To navigate this complexity, the Future Impact Creation framework proposes:
- Adaptive Reflection: Regularly assessing projects through open-ended reflection rather than rigid benchmarks, to acknowledge both intended and unexpected impacts.
- Contextual Understanding: Assessing projects within their broader societal, artistic, and technological ecosystems, rather than isolating them from their evolving surroundings.
- Embracing Uncertainty: Recognizing that experimental work often generates impact in unexpected ways and allowing room for emergent insights. Even though human brains naturally seek labels and categories, ambiguity is an essential aspect of innovation and creativity.
- Beyond KPIs: Key Transformation Indicators (KTIs): Shifting from fixed success metrics to indicators that capture meaningful transformation—such as shifts in discourse, emerging strategies, or cultural resonance.

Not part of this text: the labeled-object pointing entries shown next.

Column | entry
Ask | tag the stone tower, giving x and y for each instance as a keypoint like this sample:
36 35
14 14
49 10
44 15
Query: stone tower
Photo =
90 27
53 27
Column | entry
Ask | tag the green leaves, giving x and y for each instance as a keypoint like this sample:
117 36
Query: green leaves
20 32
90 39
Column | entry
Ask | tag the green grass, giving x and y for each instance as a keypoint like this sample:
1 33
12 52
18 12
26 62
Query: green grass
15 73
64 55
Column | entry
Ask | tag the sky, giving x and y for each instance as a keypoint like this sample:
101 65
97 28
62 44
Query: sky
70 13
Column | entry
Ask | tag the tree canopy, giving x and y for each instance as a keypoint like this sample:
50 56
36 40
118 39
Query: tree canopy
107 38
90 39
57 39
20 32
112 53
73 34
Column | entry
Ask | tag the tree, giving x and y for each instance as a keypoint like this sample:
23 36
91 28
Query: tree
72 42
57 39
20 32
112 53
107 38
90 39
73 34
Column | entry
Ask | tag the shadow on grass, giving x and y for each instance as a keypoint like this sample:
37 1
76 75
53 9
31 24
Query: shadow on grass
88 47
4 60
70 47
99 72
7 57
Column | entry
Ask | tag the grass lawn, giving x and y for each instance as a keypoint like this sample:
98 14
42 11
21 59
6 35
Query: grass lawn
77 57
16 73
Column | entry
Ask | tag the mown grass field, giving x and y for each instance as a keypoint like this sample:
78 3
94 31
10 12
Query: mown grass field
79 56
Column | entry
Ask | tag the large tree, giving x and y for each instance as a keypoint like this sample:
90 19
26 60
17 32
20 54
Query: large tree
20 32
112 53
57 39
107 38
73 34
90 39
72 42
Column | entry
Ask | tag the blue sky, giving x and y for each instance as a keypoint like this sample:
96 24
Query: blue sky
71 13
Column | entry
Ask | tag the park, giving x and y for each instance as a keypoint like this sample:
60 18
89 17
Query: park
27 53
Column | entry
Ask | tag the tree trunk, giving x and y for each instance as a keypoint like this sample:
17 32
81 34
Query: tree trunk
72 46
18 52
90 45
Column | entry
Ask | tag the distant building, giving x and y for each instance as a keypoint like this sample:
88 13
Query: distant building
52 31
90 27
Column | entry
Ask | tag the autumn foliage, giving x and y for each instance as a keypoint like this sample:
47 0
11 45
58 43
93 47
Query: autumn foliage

Instead of seeing unpredictability as an obstacle, Future Impact Creation views it as a fertile ground for discovery. Through continuous learning, reflection, and adaptation, we can refine our understanding of impact – ensuring that projects not only respond to change but actively shape the future. The aim is to develop a structured yet flexible process to assess and communicate such future impact across different dimensions within these special circumstances. This includes intended impact – what a project sets out to achieve – and the actual outcomes as well as unexpected impact – the unforeseen effects that arise through experimentation and chance.


Glossary
Future Impact Areas: A model based on Ars Electronica’s thematic triangle of Art, Technology, and Society, which explores areas where impacts can be observed and how they intersect.
Future Impact Creation: A framework for defining and evaluating the impact of projects in artistic, technological, and societal contexts.
Intended Impact: The planned or desired outcomes of a project.
Key Transformation Indicators (KTIs): Shifting from fixed success metrics to indicators that capture meaningful transformation, such as changes in discourse, emerging strategies, or cultural resonance.
Outcomes: The actual results or effects of a project, including both intended and unintended impacts. Analyzed to assess success and identify areas for improvement.
Project: A long-term collaboration or research initiative involving partners from art, business, culture, research, and education, within which works are created.
Project Therapy Sessions: Practice to analyze intended impacts, actual outcomes, and unexpected effects, helping refine goals and align aspirations with results.
Unexpected Impact: Unforeseen effects or outcomes that arise unexpectedly.
Works: Tangible creations produced by Ars Electronica Futurelab for (public) display within a project, often through innovative artistic and interdisciplinary methods.